Unauthorized Access

In 2009 and earlier, I blogged a few times about the Lori Drew case, in which a woman was prosecuted under federal hacking laws for violating MySpace’s terms of service. I drafted but never posted a follow-up of the US government’s continuing to pursue that legal interpretation in an even stronger form: “exceeding authorized access” (federal hacking felony) includes violating your access privileges in any way. That includes checking the news/weather at work when the office policy says, “no personal internet use.” That includes swearing in World of Warcraft or violating the ToS in any game. And that argument is winning. Granted, Ninth Circuit; granted, divided; but this is one of the most powerful enablings of selective prosecution you are likely to see this month.

A legal interpretation holding that checking the weather is a federal felony is clearly insane, but it is not clearly wrong. It is not even necessarily an unfair reading of the plain wording of the statute.

: Zubon

6 thoughts on “Unauthorized Access”

  1. This is why we need a new legal framework pertaining to the internet. Until small details like this are set in stone one way or the other, people will continue to exploit the loopholes whenever and however it suits them, to the disadvantage of everyone.

    The trouble is, the people generally making and upholding the laws are still of the generation that does not use the internet as widely, and therefore does not necessarily understand the nuances of its use.

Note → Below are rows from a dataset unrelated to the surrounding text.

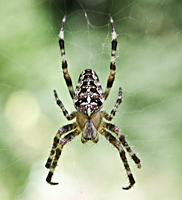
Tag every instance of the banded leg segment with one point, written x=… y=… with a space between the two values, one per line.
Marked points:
x=113 y=112
x=113 y=61
x=118 y=145
x=56 y=140
x=122 y=139
x=63 y=141
x=67 y=76
x=65 y=112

    In a generation or so, pretty much everyone alive will have spent most of their lives using or being aware of this technology, and that’s when laws and the legal approach to the internet will begin to change. Or so I suspect, anyway.

    it remains to be seen how the new series of laws fill fall, of course. I expect it will vary greatly by country, as with everything else.

  2. Most of my “facts” are things I heard on BBC Radio 4 or read in the Guardian, which I remember only in the vaguest outline. With that caveat, I believe that businesses in the U.K. are prevented by E.U. law from completely barring employees from all personal use of communications technology while at work.

    As I recall, there is a legal obligation to provide, or at least not forbid, reasonable use for the continuation of normal family life. For example, if you needed to check the weather online because it could affect your journey time back from work and thereby impact your childcare arrangements, I would imagine that your employer would not just be unable legally to prevent you, but might even have a legal obligation to facilitate your enquiry.

    With that said, I would personally be in favor of a strict interpretation of internet access at work. I think that criminalizing simple time-wasting is a step too far, though. Breaches of the terms of your employment could and should be dealt with through the internal processes of the company or, at worst, through the civil courts or appropriate tribunals.

    In the end, how much internet access your employer allows you and under what terms is one of the many factors that differentiates one workplace from another. If being able to maintain your Blog in work time is important to you, then you probably need to find an employer whose corporate philosophy (or local management practice) permits it.

  3. The Ninth is easily our most valuable circuit, because they overrreach to such an extent that they make it easy for the Supreme Court to stand for individual liberty.

    It would be nice to think of the Ninth as a gang of smart trolls, saying the most outrageous things in order to provoke readers (the Supreme Court) to the opposite conclusion in a thoughtful manner. Of course that would be wrong. They really are idiots.

    But they’re useful idiots, in that they provoke reversal so often.

  4. Yay! PMITA jail time for all trolls, I say! On a more serious note, enjoy your crypto-fascist state’s development period, guys. It’s seriously educational, especially towards the end.

  5. Are you claiming that passing laws at the height of emotional tension to hurry and placate the mob can backfire? That is ridiculous, we have to never squander a good crisis. After a tragedy is the perfect moment to dive in and hurriedly pass sweeping new legislation, there is no time to think about the repercussions!